When I first came here 40 years ago, tourist development was only just beginning. Correctly, the park authorities allow no tampering with the environment within the actual 20,000 sq. mile park. But outside, where the camps and lodges have now been built, tampering began a long time ago.

It had to. These places need water. As with most deserts, there are plenty of aquifers. That’s obvious anyway from the remarkable trees that survive on the edge of the sand seas, with roots that sometimes dive a 100′ into the ground.

Then these places decided to create boreholes, or small water holes, outside their lodges to provide some entertainment for the guests.

We’re staying in the 40,000-acre private Wilderness reserve adjacent the park. Wilderness Safaris maintains 4 boreholes, and the result is that just below the deck we watch oryx, springbok, ostrich and a variety of birds coming to water.

So the animals “are coming back.” They’ve always been here, of course, just not as many of them. The really creepy thing is that while it rarely rained on the Namib, it now does so with notable frequency, several times or more a year.
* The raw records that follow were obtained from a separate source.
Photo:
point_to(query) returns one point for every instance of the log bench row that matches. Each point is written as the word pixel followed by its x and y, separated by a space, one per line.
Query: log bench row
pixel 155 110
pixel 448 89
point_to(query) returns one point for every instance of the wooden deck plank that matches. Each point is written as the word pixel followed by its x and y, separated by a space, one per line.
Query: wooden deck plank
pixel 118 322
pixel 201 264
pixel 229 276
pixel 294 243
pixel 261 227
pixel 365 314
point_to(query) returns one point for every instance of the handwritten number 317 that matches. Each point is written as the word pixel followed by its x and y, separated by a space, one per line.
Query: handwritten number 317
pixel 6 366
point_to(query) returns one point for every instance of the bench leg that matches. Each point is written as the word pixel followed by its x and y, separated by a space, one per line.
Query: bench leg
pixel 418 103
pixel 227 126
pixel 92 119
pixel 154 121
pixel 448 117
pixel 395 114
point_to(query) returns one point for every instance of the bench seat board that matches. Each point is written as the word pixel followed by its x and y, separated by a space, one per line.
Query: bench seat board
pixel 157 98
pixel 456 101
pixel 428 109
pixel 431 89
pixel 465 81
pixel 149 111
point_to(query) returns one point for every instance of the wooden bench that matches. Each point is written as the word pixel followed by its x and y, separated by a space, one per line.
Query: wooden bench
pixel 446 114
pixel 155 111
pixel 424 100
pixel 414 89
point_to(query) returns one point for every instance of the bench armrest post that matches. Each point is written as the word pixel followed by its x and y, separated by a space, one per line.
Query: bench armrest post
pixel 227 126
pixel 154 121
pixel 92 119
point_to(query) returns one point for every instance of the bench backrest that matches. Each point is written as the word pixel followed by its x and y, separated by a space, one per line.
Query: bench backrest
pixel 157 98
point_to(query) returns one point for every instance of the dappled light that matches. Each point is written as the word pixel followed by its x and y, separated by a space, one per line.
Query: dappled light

The last two nights experienced some rain. As the manager here explained to us, “Rain to us is measured in drops.” So it didn’t last long, but the temporary explosion on the desert of green vegetation was striking. Like seeds that have slept for eons, life seems always ready to grow.

And this is not at all the right season for the infrequent rains. Normally, that comes several months earlier.

So did Mother Earth respond to man’s resuscitation of the Namib’s wildlife? Of course not, but it’s the kind of fanciful idea you create in these weird places. Mother Earth has to drop the moisture from Glacier Bay’s glaciers somewhere! It’s getting wetter and wetter in Africa, even in the oldest desert in the world!